Tour AT Architectes' retreat in the French countryside
This brief called for an all-new structure, as there was nothing left to practically restore. However, the new house occupies the same footprint, re-using the levelled ground, foundations and stone retaining walls of the original house. Teddé and Apack have arranged the project as six distinct volumes, plus a garage, each delineated by walls of meticulously finished concrete.
Each of the spaces exists independently of the other, with the independent garage and main bedroom located on the lowest level, the latter providing direct access to the forest. A corridor and staircase lead up to the main living space, a cluster of four volumes arranged around a courtyard and united by a heavy concrete roof that doubles up as a terrace. Wood lined interior walls and wooden framed windows contrast with the polished concrete floors and raw untreated ceilings.
‘The traditional opposition of day spaces and night spaces is abandoned here in favour of rooms to that you can use as you desire,’ the architects say. Every space has an exterior equivalent, whether it be a terrace, patio or the forest itself, embedding the house within the landscape. The uppermost level is reach by a sculptural wooden staircase and provides access to the main deck and the forest above the house.

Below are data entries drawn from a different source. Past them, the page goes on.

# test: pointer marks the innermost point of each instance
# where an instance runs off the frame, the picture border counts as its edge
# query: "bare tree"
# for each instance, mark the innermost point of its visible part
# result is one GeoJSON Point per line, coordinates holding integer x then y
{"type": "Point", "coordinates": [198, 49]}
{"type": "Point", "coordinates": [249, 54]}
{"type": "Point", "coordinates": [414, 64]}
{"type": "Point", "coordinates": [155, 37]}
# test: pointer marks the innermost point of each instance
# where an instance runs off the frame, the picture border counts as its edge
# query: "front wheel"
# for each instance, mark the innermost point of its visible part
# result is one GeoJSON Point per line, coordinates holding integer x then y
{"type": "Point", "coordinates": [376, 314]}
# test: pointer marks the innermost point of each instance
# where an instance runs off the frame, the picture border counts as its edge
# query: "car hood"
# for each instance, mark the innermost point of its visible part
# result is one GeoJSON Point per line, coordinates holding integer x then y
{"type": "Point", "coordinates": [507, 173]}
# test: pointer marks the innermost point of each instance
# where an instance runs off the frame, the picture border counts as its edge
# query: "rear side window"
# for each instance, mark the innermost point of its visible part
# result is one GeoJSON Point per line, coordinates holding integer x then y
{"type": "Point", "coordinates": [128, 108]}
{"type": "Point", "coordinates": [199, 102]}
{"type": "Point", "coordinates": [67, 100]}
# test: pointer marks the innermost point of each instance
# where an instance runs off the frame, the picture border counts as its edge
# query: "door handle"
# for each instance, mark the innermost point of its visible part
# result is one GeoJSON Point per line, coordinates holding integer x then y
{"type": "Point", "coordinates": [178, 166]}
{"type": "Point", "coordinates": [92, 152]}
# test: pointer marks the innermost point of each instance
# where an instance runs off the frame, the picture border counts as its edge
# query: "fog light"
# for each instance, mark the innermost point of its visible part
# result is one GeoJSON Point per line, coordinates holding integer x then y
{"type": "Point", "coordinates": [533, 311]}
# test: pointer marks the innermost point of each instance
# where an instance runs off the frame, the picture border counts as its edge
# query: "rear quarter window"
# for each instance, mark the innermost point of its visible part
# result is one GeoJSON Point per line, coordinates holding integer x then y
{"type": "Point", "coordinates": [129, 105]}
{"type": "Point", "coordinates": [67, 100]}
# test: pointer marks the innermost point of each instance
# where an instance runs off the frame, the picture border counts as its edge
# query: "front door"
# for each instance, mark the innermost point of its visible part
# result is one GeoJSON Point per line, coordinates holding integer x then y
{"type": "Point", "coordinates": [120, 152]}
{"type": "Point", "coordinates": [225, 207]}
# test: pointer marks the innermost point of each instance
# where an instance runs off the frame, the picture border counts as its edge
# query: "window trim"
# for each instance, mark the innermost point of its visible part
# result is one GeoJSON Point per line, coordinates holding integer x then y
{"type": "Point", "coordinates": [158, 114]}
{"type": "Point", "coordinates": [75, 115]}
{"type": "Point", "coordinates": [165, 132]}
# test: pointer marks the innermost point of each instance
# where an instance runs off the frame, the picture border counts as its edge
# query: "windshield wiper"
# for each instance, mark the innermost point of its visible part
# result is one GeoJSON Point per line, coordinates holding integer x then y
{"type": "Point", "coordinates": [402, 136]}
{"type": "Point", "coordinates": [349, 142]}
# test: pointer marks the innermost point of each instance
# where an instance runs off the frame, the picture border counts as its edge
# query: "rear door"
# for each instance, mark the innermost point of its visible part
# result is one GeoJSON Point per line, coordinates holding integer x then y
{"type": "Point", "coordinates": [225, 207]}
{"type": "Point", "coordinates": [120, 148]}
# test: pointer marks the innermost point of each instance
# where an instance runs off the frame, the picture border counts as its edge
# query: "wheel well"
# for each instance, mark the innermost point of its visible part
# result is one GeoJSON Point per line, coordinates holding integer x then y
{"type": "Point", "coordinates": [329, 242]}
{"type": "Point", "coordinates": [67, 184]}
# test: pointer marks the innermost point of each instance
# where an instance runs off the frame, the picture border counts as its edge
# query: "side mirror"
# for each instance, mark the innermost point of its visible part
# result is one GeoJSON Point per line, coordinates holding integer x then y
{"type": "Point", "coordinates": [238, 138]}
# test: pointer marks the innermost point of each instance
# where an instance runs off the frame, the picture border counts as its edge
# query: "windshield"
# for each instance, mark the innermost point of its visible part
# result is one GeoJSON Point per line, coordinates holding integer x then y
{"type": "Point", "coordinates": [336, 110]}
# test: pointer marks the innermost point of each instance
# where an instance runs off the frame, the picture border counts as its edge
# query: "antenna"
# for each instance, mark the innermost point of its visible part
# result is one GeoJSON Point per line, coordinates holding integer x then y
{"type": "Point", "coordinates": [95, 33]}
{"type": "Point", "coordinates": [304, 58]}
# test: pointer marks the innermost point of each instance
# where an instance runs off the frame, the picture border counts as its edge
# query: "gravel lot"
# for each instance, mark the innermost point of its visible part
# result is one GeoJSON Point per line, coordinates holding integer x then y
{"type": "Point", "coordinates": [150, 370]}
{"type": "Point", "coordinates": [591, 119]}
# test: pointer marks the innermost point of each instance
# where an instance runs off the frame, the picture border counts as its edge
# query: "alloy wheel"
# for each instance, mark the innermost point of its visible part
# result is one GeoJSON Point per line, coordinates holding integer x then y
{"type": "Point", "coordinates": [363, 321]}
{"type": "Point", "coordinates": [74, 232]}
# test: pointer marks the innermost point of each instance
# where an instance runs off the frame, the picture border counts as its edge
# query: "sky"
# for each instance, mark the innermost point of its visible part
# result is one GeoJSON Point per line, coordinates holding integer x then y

The studio works primarily in the South-East of France, enjoying the contrast between structure and the arid, harsh landscape. As well as ensuring a high level of energy efficiency is baked into every project, the architects treat the construction process as a crucial stage and won’t take on design only projects. ‘Construction allows us to work in situ at a one-to-one scale to continue to nourish the project, exchanging knowledge and information with all the different trades on site,’ they say.
The Maison Au Tholonet also embodies another aspect of their approach, that of re-using existing structure wherever possible. ‘We also limit the use of technical equipment that isn’t durable or hard to maintain,’ Apack and Teddé note, ‘instead, we prefer using construction methods and plans that maximise thermal efficiency and comfort.’
The new house, with its expansive views across the plains of Bouches-du-Rhône from the heart of the forest encapsulates their approach to building within an existing landscape.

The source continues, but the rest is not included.